Closed-form solutions to the optimization of dynamic vibration absorber attached to multi-degrees-of-freedom damped linear systems under torsional excitation using the fixed-point theory

Traditional design optimization of the Voigt-type dynamic vibration absorber often solved for the vertical or lateral vibration problems. However, for the damped primary system under torsional excitation, to the best of our knowledge, there is no study to solve this problem by algebraic approaches. This paper presents the analytical solutions to the optimization of dynamic vibration absorber, which is used to suppress torsional vibration of multi-degrees-of-freedom damped linear systems. The parameters considered in optimizing are dimensionless natural frequency of dynamic vibration absorber and viscous damping of absorber. First, the system equations of motion for shaft–dynamic vibration absorber system subjected to time-varying torsional moment were established.
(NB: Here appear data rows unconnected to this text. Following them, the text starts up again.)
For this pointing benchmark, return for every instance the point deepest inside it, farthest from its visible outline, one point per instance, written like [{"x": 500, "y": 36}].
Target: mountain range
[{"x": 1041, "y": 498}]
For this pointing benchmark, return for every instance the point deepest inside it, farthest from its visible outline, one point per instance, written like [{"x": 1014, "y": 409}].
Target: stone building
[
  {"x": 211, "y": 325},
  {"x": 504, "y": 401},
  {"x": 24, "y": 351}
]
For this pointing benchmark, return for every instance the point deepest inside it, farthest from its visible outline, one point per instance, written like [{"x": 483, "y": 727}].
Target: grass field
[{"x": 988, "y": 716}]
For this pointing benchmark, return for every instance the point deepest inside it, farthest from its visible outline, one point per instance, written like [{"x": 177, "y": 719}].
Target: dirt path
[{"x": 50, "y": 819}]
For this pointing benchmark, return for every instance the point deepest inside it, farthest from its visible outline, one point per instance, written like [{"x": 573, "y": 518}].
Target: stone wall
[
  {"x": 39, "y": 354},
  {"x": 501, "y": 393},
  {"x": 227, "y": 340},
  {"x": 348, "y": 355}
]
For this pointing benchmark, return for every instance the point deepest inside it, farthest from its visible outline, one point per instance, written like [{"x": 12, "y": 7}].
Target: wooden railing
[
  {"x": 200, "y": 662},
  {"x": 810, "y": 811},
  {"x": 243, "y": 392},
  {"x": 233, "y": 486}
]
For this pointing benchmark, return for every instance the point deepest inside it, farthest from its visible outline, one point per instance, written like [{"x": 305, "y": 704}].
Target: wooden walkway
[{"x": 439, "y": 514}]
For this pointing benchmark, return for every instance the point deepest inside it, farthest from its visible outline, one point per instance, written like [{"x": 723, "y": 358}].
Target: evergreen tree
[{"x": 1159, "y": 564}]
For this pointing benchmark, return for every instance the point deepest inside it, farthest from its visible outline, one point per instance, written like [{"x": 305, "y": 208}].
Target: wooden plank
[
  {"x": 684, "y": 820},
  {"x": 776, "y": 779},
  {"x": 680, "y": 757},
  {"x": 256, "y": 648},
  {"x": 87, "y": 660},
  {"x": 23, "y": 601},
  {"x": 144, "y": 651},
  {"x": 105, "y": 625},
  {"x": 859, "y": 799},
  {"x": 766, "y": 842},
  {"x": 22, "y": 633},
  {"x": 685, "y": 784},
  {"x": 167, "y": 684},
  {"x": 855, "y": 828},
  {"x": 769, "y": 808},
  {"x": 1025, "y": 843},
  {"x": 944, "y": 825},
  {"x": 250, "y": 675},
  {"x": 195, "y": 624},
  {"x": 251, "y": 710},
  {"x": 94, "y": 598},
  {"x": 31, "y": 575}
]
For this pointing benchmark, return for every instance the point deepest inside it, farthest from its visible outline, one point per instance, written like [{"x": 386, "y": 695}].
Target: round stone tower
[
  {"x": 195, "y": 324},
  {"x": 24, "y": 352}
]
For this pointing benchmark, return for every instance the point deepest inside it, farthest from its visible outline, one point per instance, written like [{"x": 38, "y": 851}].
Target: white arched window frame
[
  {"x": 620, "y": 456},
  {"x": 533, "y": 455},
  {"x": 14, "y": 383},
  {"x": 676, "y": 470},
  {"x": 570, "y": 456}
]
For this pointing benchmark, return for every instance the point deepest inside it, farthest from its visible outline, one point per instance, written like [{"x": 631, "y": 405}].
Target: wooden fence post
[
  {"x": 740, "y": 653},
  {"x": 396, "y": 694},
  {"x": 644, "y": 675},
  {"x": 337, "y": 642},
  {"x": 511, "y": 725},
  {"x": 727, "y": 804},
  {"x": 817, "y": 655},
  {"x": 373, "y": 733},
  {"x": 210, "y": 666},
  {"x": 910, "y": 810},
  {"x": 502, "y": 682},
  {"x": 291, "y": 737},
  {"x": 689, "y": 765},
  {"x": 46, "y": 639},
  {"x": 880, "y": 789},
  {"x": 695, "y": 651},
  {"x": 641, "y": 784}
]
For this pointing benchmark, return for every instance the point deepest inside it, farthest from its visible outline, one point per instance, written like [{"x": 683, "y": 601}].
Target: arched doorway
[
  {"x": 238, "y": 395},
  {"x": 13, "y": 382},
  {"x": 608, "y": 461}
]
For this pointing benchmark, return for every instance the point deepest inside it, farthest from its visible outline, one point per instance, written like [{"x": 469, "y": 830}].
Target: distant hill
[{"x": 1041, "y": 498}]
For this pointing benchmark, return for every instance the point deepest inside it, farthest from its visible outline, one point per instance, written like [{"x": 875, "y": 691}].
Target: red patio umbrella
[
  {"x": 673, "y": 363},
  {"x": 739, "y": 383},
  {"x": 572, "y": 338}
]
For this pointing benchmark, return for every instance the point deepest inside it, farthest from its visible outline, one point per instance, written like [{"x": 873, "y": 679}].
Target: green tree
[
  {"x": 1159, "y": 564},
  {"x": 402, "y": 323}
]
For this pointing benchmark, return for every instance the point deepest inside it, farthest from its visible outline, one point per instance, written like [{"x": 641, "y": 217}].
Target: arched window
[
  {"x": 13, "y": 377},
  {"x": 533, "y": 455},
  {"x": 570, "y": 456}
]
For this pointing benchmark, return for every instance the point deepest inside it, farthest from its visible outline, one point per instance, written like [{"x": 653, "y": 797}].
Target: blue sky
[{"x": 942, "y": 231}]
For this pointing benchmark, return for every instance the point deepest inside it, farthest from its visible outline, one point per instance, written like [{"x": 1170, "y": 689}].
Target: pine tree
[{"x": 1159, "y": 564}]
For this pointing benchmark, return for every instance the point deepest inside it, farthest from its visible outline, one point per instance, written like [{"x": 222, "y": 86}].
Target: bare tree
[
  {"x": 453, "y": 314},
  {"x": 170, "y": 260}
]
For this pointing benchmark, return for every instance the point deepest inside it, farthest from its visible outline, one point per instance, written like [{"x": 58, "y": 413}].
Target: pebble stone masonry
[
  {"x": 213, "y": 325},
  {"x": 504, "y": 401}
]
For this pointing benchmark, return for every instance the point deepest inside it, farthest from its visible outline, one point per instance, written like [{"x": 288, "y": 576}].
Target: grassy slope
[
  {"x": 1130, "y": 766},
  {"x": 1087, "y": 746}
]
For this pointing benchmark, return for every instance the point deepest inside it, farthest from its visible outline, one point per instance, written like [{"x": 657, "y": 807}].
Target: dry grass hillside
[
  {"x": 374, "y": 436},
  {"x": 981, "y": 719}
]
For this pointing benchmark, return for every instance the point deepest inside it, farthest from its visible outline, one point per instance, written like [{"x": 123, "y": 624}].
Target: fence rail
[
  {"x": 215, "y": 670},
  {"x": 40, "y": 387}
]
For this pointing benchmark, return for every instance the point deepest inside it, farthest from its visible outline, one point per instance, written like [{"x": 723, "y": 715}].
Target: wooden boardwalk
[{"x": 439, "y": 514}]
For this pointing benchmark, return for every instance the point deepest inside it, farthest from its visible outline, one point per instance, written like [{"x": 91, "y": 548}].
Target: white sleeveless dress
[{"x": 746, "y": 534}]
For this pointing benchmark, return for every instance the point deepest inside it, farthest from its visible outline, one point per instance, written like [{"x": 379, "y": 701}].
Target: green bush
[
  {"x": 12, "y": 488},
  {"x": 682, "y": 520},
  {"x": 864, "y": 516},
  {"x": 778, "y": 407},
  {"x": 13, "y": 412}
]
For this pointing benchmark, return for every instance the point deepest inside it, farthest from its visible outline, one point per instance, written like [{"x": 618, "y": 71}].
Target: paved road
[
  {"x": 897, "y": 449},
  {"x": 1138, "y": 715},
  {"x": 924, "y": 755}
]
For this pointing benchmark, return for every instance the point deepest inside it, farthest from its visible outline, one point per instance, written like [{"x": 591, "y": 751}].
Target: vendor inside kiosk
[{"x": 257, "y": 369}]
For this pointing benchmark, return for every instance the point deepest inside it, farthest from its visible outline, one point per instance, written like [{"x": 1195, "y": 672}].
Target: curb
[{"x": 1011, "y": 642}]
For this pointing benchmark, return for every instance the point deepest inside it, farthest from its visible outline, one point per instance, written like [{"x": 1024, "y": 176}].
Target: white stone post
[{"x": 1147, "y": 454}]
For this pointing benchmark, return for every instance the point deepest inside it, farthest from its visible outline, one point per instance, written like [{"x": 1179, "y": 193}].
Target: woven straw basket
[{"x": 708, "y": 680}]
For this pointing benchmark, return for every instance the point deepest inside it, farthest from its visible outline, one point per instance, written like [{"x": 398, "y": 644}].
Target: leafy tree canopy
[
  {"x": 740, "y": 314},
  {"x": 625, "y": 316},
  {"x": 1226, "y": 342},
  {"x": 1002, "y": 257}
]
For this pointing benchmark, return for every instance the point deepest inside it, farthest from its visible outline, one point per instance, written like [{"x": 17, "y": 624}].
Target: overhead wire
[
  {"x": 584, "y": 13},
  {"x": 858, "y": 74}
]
Then, closed-form formulae of optimized parameters were derived using the fixed-point theory. The obtained formulae provide exact solution for the proposed problem. To confirm the effectiveness of the obtained formulae, parametric studies on torsional vibration were performed for several sample multi-degrees-of-freedom systems with and without optimal dynamic vibration absorber. Numerical results showed that torsional vibrations of the primary system attached with optimal dynamic vibration absorber are effectively suppressed, even in the resonant conditions.